When you've taught for a number of years, you realise that kids are kids: in a school setting, similarity overwhelmingly outweighs difference. Regardless of their backgrounds, primary-aged children persist in writing "a lot" as one word. And a wasp in the classroom is always guaranteed to create chaos.

Teachers put a lot of effort into supporting pupils who don't speak English as a first language, but native speakers can also find their words are lost in translation. I remember talking through an upcoming theatre trip with my class, explaining that they could only go to the toilet and eat their sweets during the interval.
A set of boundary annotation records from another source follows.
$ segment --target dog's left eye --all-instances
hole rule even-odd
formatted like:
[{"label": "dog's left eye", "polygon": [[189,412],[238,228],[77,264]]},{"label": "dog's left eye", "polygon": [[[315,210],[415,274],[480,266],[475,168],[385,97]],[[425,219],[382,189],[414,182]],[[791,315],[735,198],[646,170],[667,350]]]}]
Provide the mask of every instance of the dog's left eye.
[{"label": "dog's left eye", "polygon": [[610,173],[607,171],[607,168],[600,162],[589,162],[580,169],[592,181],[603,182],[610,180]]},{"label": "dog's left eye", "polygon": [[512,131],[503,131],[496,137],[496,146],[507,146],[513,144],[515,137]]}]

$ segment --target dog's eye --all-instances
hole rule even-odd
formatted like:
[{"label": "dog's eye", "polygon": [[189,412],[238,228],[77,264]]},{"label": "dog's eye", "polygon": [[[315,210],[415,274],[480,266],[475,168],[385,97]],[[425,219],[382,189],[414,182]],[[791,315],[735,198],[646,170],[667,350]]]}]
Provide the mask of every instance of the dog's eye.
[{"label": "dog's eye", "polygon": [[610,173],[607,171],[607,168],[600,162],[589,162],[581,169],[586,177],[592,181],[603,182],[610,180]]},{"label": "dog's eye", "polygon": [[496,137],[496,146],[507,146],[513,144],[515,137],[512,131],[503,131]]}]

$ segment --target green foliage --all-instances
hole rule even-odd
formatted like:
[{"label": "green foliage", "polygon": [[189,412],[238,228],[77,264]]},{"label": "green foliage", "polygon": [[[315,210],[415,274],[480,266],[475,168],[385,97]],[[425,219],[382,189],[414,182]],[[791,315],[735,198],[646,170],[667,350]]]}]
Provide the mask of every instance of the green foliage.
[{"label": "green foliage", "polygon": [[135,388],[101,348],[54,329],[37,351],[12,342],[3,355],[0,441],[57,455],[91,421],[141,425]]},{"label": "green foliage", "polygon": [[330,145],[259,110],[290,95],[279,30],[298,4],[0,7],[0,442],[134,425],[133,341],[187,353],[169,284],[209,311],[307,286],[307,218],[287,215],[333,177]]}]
As they nodded understandingly, I heard one child ask another: "What's an interval?" It's easy to forget that children's experiences out of school are hugely divergent - until they remind you.

As a trainee teacher, I taught a Year 1 class with a high proportion of children who had recently arrived in the country. One day it started to snow and we allowed the enraptured five- and six-year-olds outside to make snowballs. One child, whose family had moved from Pakistan, dashed out with a beatific smile on his face, but his joy quickly turned to horror as he threw himself at a snow-covered climbing frame. "It's cold!" he wailed, running inside with tears of disappointment streaming down his cheeks.

But diversity can manifest itself in a more heartbreaking fashion. Before Christmas we held a school charity week to raise money to help tackle the Ebola epidemic in West Africa. Teachers talked to their classes about why the money was being collected and prayers were written for those affected by the disease. We were teaching citizenship, charity and awareness; we ticked boxes on the school mission statement and the PSHE curriculum. But we had no idea how close to home we had come until Theodore - a bright, sensitive, wonderful boy - asked quietly if we could pray for his grandmother back home who had just died of Ebola, and for the rest of his family who didn't know if they had contracted the disease.

Sometimes you don't recognise diversity when it's right in front of you. And sometimes, when you do, you can find very little to celebrate.